Here we go again. I started another company. The money is in the bank.
What is the tiny corp?
The tiny corp is a computer company. We sell computers for more than they cost to make; I’ve been thinking about this one for a while. In the limit, it’s a chip company, but there’s a lot of intermediates along the way.
The human brain has about 20 PFLOPS of compute. I’ve written various blog posts about this. Sadly, 20 PFLOPS of compute is not accessible to most people, costing about $1M to buy or $100/hr to rent.
With the way AI is going, we risk large entities controlling the majority of the compute in the world. I do not want “I think there’s a world market for maybe five computers.” to ever be the world we live in.
The goal of the tiny corp is:
“to commoditize the petaflop”
What is tinygrad?
I started tinygrad in Oct 2020. It started as a toy project to teach me about neural networks, it’s now carved out a good niche in the inference space running the model in openpilot, and soon will be a serious competitor to PyTorch in many places.
The main advantage is in the tinygrad IR. It has 12 operations, all of which are ADD/MUL only. x[3]
is supported, x[y]
is not. Matrix multiplies and convolutions are just multiplies and sums, surrounded by a bunch of zero cost movement operations (like reshape, permute, expand).
# a fast matmul in tinygrad (a@b works also of course)
from tinygrad.tensor import Tensor
N = 2048; a, b = Tensor.randn(N,N), Tensor.randn(N,N)
c = (a.reshape(N,1,N) * b.permute(1,0).reshape(1,N,N)).sum(axis=2)

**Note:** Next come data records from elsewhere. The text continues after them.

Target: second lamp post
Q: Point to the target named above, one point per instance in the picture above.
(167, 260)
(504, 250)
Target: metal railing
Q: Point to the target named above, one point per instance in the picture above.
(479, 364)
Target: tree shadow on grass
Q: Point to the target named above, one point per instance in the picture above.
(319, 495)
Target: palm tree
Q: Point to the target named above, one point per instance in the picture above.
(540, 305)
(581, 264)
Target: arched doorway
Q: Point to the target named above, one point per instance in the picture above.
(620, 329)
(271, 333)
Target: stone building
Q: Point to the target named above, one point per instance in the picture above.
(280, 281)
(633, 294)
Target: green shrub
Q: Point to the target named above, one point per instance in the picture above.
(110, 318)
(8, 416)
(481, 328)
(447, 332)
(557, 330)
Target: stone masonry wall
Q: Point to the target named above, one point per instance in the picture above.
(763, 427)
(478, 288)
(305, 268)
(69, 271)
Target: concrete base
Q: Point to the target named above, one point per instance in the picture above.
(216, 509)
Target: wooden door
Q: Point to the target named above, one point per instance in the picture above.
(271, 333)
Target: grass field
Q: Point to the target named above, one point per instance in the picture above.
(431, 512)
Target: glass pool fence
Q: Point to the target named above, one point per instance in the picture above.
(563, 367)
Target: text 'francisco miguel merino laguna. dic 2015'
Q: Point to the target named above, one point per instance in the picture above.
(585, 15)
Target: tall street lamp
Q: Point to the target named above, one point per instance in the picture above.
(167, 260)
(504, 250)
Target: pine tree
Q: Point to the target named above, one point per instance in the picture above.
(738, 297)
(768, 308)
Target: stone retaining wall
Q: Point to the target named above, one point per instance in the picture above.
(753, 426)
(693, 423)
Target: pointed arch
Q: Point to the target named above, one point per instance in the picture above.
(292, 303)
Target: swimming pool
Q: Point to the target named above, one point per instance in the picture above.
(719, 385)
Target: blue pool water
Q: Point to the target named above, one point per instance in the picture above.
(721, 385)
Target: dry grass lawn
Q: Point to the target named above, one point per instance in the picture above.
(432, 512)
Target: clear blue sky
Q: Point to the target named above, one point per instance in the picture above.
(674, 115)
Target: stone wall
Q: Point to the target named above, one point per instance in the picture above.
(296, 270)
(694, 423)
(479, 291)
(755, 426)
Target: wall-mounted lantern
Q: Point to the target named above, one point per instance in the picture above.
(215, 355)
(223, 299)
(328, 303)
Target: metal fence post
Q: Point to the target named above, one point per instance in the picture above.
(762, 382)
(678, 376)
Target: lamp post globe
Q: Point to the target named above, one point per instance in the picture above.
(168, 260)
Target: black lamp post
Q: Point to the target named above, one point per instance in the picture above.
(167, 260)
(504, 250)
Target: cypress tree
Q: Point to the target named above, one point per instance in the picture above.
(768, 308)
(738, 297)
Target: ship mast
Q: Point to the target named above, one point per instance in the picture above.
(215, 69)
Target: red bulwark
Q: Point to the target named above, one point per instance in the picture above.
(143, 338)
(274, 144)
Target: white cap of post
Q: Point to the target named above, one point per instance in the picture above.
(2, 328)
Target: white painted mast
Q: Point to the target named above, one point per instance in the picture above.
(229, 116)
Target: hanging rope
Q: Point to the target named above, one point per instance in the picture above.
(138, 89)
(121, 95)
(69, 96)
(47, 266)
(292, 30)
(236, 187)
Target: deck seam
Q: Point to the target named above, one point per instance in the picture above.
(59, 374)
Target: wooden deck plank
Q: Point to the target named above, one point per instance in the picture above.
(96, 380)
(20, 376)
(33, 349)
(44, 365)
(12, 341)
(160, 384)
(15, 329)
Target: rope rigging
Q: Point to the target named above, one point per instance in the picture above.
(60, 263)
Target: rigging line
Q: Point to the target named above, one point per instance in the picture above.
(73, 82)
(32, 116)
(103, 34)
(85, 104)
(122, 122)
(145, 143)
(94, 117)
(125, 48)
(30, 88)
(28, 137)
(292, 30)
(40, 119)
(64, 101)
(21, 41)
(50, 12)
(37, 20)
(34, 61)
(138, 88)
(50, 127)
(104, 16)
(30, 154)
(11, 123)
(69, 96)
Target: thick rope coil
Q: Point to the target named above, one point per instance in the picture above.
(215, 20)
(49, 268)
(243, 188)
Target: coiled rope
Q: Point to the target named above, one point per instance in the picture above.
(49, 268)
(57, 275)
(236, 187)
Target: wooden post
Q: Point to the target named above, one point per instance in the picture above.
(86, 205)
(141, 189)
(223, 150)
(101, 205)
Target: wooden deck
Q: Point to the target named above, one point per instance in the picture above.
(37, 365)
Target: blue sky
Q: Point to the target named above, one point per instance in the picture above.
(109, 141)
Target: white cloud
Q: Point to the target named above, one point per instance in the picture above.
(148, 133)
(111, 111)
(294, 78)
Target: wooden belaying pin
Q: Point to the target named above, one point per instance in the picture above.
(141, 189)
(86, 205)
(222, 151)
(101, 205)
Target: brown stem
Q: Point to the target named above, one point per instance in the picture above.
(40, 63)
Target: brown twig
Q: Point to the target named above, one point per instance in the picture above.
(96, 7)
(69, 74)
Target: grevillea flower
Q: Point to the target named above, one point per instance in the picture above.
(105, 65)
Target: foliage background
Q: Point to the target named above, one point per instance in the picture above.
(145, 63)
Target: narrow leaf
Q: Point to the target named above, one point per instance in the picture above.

tinygrad is lazy, like Haskell, to allow op fusion without the user ever having to think about it.
Ok, so?
The current crop of AI chip companies failed. Many of them managed to tape out chips, some of those chips even worked. But not a single one wrote a decent framework to use those chips. They had similar performance/$ to NVIDIA, and way worse software. Of course they failed. Everyone just bought stuff from NVIDIA.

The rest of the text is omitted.